Diamonds are forever – until you take your ring to one of the big jewelry chains in the local mall. Then, heaven forbid, you get the ring back after a repair and it seems…different.
It is different. Because it isn’t the diamond that you brought in!
One of your worst jewelry fears, right? Getting your diamond “switched” is one of those horror stories you hear about, but think it will never happen to you. Well, according to some upset customers at Kay Jewelers, it did happen. More on that situation later.
Trust me on this one: When your diamond or entire ring gets “switched”, whether accidentally or intentionally, the swap will never be in your favor.

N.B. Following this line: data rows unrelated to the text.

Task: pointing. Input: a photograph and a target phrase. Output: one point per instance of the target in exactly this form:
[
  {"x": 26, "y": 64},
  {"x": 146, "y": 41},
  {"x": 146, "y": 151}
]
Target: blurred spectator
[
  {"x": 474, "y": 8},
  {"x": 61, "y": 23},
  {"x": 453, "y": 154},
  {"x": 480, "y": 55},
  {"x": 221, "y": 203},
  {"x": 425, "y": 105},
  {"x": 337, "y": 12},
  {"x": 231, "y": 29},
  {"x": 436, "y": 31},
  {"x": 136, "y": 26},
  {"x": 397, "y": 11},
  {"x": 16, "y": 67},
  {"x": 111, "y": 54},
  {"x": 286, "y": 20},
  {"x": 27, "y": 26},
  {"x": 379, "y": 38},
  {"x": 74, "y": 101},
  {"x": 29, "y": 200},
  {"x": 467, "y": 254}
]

As any gambler knows, the house always wins.
How do these switches happen? Unfortunately, there are some people who are dishonest who would rather steal something than earn it. Fortunately, in my 28 years in the jewelry business I’ve only seen this happen a few times. And every instance resulted in the crook getting caught and going to jail.
The most common way a diamond gets switched is due to honest accidents. Still, doesn’t take the sting away if it’s your diamond that is the victim. You ask, “how could this possibly happen?” Typically, these accidents happen at large national jewelry store chains. You know, those jewelers who are in every mall across the country. Most of these stores mail off their customers’ rings to large repair shops to get sized and repaired.
Their repair shops are getting hundreds of rings, that all look alike, from a hundred or more stores. The repair person is being pushed to work on as many rings as he can. (Also, since these large repair shops typically pay a lower hourly wage, they employ entry-level newbies with very little jewelry repair experience.) He’s rushed and there could be two rings that look alike on his work bench, or in the sonic cleaner. And they end up in the wrong repair job bags. Then they get mailed back, each of the two rings ending up at the wrong store. You go pick your ring up and bam! The diamond isn’t the one you dropped off.
It happens at these big chain stores. More often than they want you to know. Recently, Kay Jewelers has been getting some bad press from some upset customers who claim this happened to them.
Check it out for yourself:
- www.refinery29.com/Why-You-Shouldn't-Get-Your-Engagement-Ring- From-Kays
- Detroit Free Press - DeWitt, MI woman says Kay Jewelers lost her $8,000 diamond
One of the devastated customers is Chrissy Clarius. She said her husband purchased a 14k white gold and diamond ring at a Kay Jewelers store in Maryland in 2010. The diamond came with a GSI diamond certificate. She took the ring in for a routine checkup in February 2016 and dropped it off. When she picked it up something didn't look right. She took the ring to another jeweler who tested the stone with an electronic diamond tester. She was delivered some gut-wrenching news. The stone was a moissanite, not a diamond. And the metal was platinum, not white gold. Wrong ring.
Chrissy Clarius of Maryland getting her stone from Kay's tested. Turns out it was not a diamond.
Even television news stations have received calls from many women requesting help getting their rings returned. News 8 in Tampa Bay, Florida, a NBC affiliate, conducted a one year investigation into Kays. Investigative reporter, Shannon Behnken, presents her report in the video below.
Channel 8 News Investigative Report, Tampa Bay, Florida
Here’s the bottom line: you are taking a chance every time you buy anything at the mall more expensive than a soft pretzel. Do you really want to take a chance with your diamond ring? If it is an heirloom piece of jewelry you are purchasing, or repairing, go to a reputable independent jeweler.
Experience, integrity and professionalism are essential qualities your jeweler needs to have.